Let's see: $10 \times 13 \times 17 = 2210$. Then we find $$1 \times \frac{2210}{10} = 221 \equiv 1 \pmod{10},$$ $$1 \times \frac{2210}{13} = 170 \equiv 1 \pmod{13},$$ $$14 \times \frac{2210}{10} = 1820 \equiv 1 \pmod{17}.$$ Then we add up $$3 \times 1 \times 221 + 11 \times 1 \times 170 + 15 \times 14 \times 130 = 663 + 1870 + 27300 = 29833.$$ Now, $29833$ is a solution of the congruences above, but it's not the smallest positive solution. It's the remainder of this: $$29833 = \frac{28730}{2210} + 1103.$$ Now check that $$1103 \equiv 3 \pmod{10},$$ $$1103 \equiv 11 \pmod{13},$$ $$1103 \equiv 15 \pmod{17}.$$
So you did your calculations kind of different from what I would have done, but you can still get at the right answer just the same. Note that $1103 - (-3317) = 4420$, which is twice $2210$. This means that $-3317 + 4420 = 1103$ still gives you the smallest positive answer which I found with a different $x_3$.

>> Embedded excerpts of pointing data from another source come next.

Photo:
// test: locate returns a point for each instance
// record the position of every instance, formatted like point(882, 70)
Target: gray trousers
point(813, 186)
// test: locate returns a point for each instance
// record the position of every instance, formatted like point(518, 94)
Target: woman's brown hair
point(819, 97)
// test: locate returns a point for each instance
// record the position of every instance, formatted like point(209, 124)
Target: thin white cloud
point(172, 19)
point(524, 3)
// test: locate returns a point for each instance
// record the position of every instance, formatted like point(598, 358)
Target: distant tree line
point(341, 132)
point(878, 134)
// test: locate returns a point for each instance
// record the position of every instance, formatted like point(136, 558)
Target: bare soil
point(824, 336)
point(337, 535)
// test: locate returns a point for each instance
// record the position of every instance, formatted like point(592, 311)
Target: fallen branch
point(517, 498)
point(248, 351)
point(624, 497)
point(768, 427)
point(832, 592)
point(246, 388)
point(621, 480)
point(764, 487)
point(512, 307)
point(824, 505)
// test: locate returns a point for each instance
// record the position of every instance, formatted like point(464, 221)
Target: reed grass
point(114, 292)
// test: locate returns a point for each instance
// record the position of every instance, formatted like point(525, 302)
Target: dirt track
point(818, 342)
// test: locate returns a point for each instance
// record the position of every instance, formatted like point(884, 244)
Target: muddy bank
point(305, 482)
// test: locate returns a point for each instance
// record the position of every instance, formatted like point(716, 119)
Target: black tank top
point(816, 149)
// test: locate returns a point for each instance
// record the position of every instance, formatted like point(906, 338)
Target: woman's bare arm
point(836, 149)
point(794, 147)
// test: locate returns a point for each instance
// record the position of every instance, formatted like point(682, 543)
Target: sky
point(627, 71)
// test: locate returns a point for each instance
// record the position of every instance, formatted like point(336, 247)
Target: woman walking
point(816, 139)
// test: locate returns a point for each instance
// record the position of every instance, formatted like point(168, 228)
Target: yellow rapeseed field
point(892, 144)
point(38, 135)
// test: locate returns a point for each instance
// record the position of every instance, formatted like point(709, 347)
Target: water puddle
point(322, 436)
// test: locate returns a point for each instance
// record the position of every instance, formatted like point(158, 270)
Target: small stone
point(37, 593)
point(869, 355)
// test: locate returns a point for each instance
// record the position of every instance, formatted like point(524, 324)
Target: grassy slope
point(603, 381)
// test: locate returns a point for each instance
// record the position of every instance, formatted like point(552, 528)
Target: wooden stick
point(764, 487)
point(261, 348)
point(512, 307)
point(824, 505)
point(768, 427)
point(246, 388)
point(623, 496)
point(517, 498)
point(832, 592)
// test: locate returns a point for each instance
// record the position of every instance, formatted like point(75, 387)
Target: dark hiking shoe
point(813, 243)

First, we deal with the last two, which state $x\equiv-2\pmod{13}$ $x\equiv-2\pmod{17}$ So by the Chinese Remainder Theorem, $x\equiv-2\pmod{221}.$ We have to solve this for $x\equiv3\pmod{10}.$ First, we set it to $x\equiv219\pmod{221}$ and we need to add enough $221$'s (note that $219$ is the least integer that satisfies the last two equations) so that we finally have the first modular equation satisfied. This leads to $x\equiv219+221+221+221+221=119+884=\boxed{1103}\pmod{2210}.$ The smallest positive integer that satisfies this is $\boxed{1103},$ evidently.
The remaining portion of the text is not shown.